Friday, May 12, 2017

The Hollars

Year 9, Day 132 - 5/12/17 - Movie #2,627

BEFORE: I was out last night at a beer-tasting event at the New York Athletic Club, and that's about as close as I ever get to going to a gym or fitness club.  It's a weird place, like a rec center for rich people, and there's a business-like dress code to get into the place - no t-shirts, no blue jeans and no sneakers.  You heard that right, it's a gym that you can't wear sneakers to.  My ex-boss is a member and invited me.  The place is gorgeous, and we were up on the 24th Floor, overlooking Central Park from the south, and if you're drinking good beer with that amazing view, all seems right with the world.  Now, I got there a little late and we missed out on the schnitzel, but I did get some potato salad and a pretzel, and then after we hit one of the many restaurants in the complex and grabbed a bite.  There's a hotel on site for members and their guests, plus a bar on every floor, or so it seems.  There are rumors that the Club even has a pool, basketball and handball courts, but I've been there three times and never seen anything like that. 

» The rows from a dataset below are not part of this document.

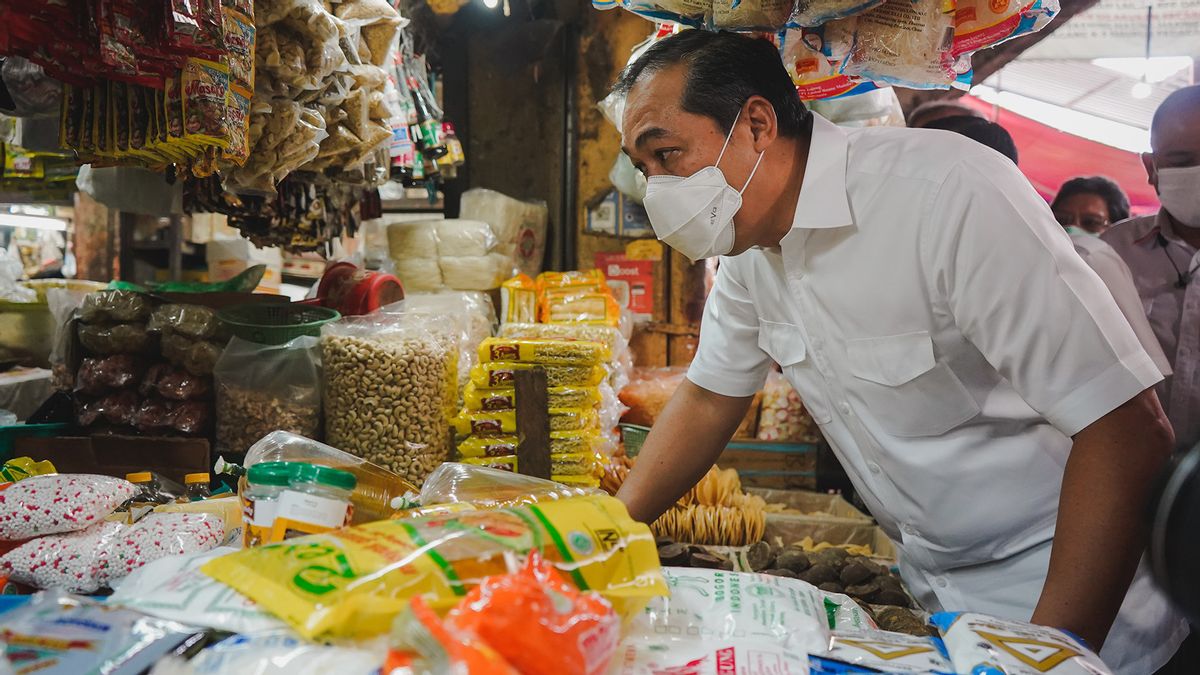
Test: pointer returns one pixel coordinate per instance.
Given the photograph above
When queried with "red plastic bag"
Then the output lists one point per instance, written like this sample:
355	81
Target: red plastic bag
539	622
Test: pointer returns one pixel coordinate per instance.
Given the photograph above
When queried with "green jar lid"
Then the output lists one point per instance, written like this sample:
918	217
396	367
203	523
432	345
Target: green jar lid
324	476
271	473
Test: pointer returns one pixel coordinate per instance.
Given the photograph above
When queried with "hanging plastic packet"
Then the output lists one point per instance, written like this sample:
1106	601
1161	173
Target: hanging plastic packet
205	85
985	645
879	651
355	581
905	42
63	634
814	61
979	24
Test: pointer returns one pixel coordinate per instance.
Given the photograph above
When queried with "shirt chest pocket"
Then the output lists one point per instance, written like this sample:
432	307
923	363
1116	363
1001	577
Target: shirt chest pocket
784	342
904	387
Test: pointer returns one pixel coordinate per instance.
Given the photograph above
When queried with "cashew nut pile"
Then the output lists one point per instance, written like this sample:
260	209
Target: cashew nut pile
245	416
387	400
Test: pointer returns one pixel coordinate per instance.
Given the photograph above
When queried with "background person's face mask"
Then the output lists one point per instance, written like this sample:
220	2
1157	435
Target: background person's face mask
1179	190
694	215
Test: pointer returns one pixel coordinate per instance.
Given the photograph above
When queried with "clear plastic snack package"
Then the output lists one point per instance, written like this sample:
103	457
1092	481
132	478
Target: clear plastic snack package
63	634
987	645
378	567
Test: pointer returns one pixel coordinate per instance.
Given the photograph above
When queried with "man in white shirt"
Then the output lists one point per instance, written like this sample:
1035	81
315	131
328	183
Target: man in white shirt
975	377
1163	252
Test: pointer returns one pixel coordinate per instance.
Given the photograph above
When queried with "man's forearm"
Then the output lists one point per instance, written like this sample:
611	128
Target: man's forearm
685	441
1101	531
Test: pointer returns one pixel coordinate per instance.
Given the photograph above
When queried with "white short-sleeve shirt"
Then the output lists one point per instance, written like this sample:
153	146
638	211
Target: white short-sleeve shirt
948	340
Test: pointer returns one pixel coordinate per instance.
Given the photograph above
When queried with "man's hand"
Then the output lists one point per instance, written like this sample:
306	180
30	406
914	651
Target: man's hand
1101	531
689	435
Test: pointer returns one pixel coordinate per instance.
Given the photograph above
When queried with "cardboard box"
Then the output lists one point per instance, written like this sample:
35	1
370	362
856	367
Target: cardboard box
117	455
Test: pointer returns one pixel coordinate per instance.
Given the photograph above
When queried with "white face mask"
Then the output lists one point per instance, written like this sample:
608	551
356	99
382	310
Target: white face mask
694	215
1179	190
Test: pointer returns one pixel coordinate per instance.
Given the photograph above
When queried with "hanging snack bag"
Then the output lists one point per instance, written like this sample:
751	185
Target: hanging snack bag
879	651
205	85
905	42
987	645
354	581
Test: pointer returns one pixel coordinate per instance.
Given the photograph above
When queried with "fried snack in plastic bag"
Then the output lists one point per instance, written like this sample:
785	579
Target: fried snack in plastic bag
546	352
988	645
539	622
561	465
502	374
480	399
354	581
880	651
505	420
115	306
561	443
905	42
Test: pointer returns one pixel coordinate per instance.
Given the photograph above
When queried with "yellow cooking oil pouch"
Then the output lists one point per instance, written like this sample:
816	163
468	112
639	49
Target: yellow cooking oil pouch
352	583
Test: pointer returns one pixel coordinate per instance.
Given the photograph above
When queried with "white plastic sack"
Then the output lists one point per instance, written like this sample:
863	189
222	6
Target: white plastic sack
175	589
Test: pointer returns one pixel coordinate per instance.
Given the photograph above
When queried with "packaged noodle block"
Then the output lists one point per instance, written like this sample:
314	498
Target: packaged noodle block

My original plan was to put "10 Cloverfield Lane" before "Guardians of the Galaxy Vol. 2" and then follow up with another Kurt Russell film, but I'm changing the plan at the last second, and rescheduling that Kurt Russell film and another film for June.  Why?  Because I noticed that Mary Elizabeth Winstead could carry over from "10 Cloverfield Lane" into this film, which JUST started running on premium cable.  This would then get me to Mother's Day in one less step, provided I break up the 2 Sandra Bullock films on the list - it would have resulted in a dead-end, I think, if I had run them together anyway. 

This also allows me to program another mom-centric film (I think) in advance of Mother's Day.  Sure, there are plenty to choose from (not making the cut this year: "Mamma Mia", sorry...) and I can still get back on the original schedule as of Sunday, and connect to Memorial Day (gotta start thinking about a Father's Day film now...).  As a bonus, I can now see past Memorial Day and I have a rough schedule that gets me to about June 7 or so.   That's a win across the board.


THE PLOT: A man returns to his small hometown after learning that his mother has fallen ill and is about to undergo surgery.

AFTER: I don't know what the exact term for this type of movie is, or what it should be if there is no overarching term - but it's an ensemble comedy/drama where a family comes together for a tragedy and during their time together, they bounce off each other in new and awkward ways, painting a portrait of a bunch of failed or messed-up people, each with their own problems.  Family secrets are exposed, disputes are hashed out, and the end result is a blend of happy and sad things that's supposed to represent real life.  See also "August: Osage County", "This Is Where I Leave You" and probably many others. 

The goal seems to be to pack the maximum amount of drama into the minimum running time, which here includes the patriarch's failing plumbing business, the unemployment of his son, who also regrets splitting up with his ex-wife and still spies on her and his daughters from his parked car outside - while the other brother, who moved to NYC years ago and rarely, if ever, calls home (apparently) because he's got a girlfriend who's pregnant, which causes him doubt over whether he's cut out to be a father, and returning to his hometown puts him in touch with his ex-girlfriend, who's in a failing marriage with a guy who's his ex-classmate and also just happens to be his mother's hospital nurse.  Whew, that's a lot to take in, did I miss anything? 

And that's just the set-up, there's more drama ahead.  I'm not saying this isn't all possible, because it feels very real, however it relies on a great deal of coincidence to make these connections possible.  Still, this film premiered at Sundance in 2016, and I bet it did really well there, it feels very much like a festival film.  By contrast, too many love stories and family dramas may feel over-simplified, like when a character is a daughter or an artist or a cat owner, because she couldn't possibly be all three things at once. 

Check this one out if you can, but get ready to have all the feelings...

Also starring John Krasinski (last seen in "Aloha"), Margo Martindale (last seen in "In Dreams"), Sharlto Copley (last heard in "Chappie"), Richard Jenkins (last heard in "Turbo"), Anna Kendrick (last seen in "Pitch Perfect 2"), Josh Groban (last seen in "Muppets Most Wanted"), Charlie Day (last seen in "Vacation"), Randall Park (last seen in "The Night Before"), Ashley Dyke (last seen in "12 Years a Slave"), Mary Kay Place (last seen in "The Intern"), Isabela Costine, Didi Costine.